La Stampa-Alain Elkann: " Appelfeld, vedo demonizzare di nuovo gli ebrei "

Aharon Appelfeld
Lo scrittore Aharon Appelfeld è nella sua casa di Gerusalemme, dove sta finendo il nuovo romanzo. Verrà a Milano a luglio, alla Milanesiana, per una lettura su «Vite e paradossi».
Che cosa pensa di quanto è accaduto nei giorni scorsi e di quello che si dice a proposito di Israele?
«Io sono un vecchio ebreo. Ho visto la situazione ebraica in fasi molto diverse e devo dire che sono soprattutto preoccupato del fatto che Israele è condannata all'unanimità da tutti gli Stati europei. Io penso che la gente intelligente sappia bene qual è la situazione di questo Paese, quanto sia complicata e abbia colori diversi. Non si possono usare le categorie del bianco o nero, dei buoni o cattivi».
Ma quanto è accaduto, secondo lei, è stato uno sbaglio da parte degli israeliani?
«Io non sono un militare, non so quello che un esercito deve fare, ma credo che si sia trattato di un'azione preventiva per non permettere un'eventuale azione terroristica mascherata. Ma non è questo il problema che più mi spaventa. Io parlo in un altro modo, parlo con la preoccupazione di vederci condannati da tutti i Paesi del mondo».
Che interrogativi si pone?
«Mi domando se Israele sia davvero un Paese così barbaro, peggiore di molti altri, peggiore del Libano, della Siria, del Pakistan, dell'Afghanistan, della Turchia. Mi sento a disagio perché questa situazione mi ricorda quanto è accaduto durante la Seconda Guerra Mondiale, vedo di nuovo una demonizzazione degli ebrei».
Molte persone criticano più, che gli ebrei, la situazione politica dello Stato d'Israele.
«Anch’io sono critico su molte cose, ma, ripeto, la condanna unanime è pericolosa. Secondo lei la Turchia è meglio di Israele? Più democratica? I sei milioni e mezzo di ebrei che vivono in questo Stato in qualche modo sono da condannare?».
Che cosa si dice in questi giorni in Israele, che cosa dicono gli intellettuali israeliani?
«Gli israeliani sono molto critici, anche più dei Paesi stranieri. Non è una sorpresa, perché qui siamo in una situazione di critica permanente su tutto. A cominciare dalle critiche all'interno di Israele che, per quanto spiacevoli possano essere, non sono così pericolose come la condanna di tutti. Ripeto, è questa che mi spaventa».

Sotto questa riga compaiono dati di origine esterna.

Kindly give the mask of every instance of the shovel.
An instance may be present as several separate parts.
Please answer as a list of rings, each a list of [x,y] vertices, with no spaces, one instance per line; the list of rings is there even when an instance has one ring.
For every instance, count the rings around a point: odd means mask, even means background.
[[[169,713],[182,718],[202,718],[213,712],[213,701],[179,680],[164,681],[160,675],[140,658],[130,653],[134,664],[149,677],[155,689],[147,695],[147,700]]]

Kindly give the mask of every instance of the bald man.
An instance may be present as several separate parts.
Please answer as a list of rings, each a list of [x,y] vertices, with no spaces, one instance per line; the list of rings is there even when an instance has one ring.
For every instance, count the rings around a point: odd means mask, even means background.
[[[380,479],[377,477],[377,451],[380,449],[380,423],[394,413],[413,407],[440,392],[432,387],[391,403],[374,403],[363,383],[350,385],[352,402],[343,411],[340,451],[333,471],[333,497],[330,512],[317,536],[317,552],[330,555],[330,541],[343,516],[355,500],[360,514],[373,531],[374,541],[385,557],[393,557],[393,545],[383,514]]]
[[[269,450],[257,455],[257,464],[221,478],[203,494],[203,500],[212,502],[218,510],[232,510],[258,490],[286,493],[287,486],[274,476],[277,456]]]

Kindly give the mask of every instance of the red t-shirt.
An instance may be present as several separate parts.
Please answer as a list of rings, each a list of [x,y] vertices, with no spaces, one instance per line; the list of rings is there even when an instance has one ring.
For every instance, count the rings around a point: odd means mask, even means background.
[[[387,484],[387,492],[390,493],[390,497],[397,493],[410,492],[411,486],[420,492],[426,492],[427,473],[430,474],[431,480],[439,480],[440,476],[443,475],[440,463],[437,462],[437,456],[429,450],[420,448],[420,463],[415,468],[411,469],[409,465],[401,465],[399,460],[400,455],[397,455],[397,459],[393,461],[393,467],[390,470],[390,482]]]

Non tutti gli altri intellettuali o scrittori israeliani la pensano però come lei.
«No. Credo che in grandissima maggioranza siano critici verso l'atteggiamento degli israeliani contro i palestinesi. Io non sono nato in Israele, sono stato in campo di concentramento e so bene che cosa significhi la condanna totale. In poche parole, vuol dire che Israele è una Paese barbaro che deve sparire».
E questa situazione la angoscia?
«Mi rende triste, perché la situazione, come ho già detto prima, non è bianca o nera, non ci sono gli innocenti e i barbari. Mi aspettavo che la gente intelligente vedesse che ci sono varie tonalità in questa delicata situazione. Io non ho mai detto che Israele è un Paese perfetto, non lo è affatto, ma mi chiedo: esiste nel mondo un Paese perfetto? Ricordiamo sempre che, nella sua imperfezione, Israele è un Paese che ha delle leggi, dove non esiste il vandalismo».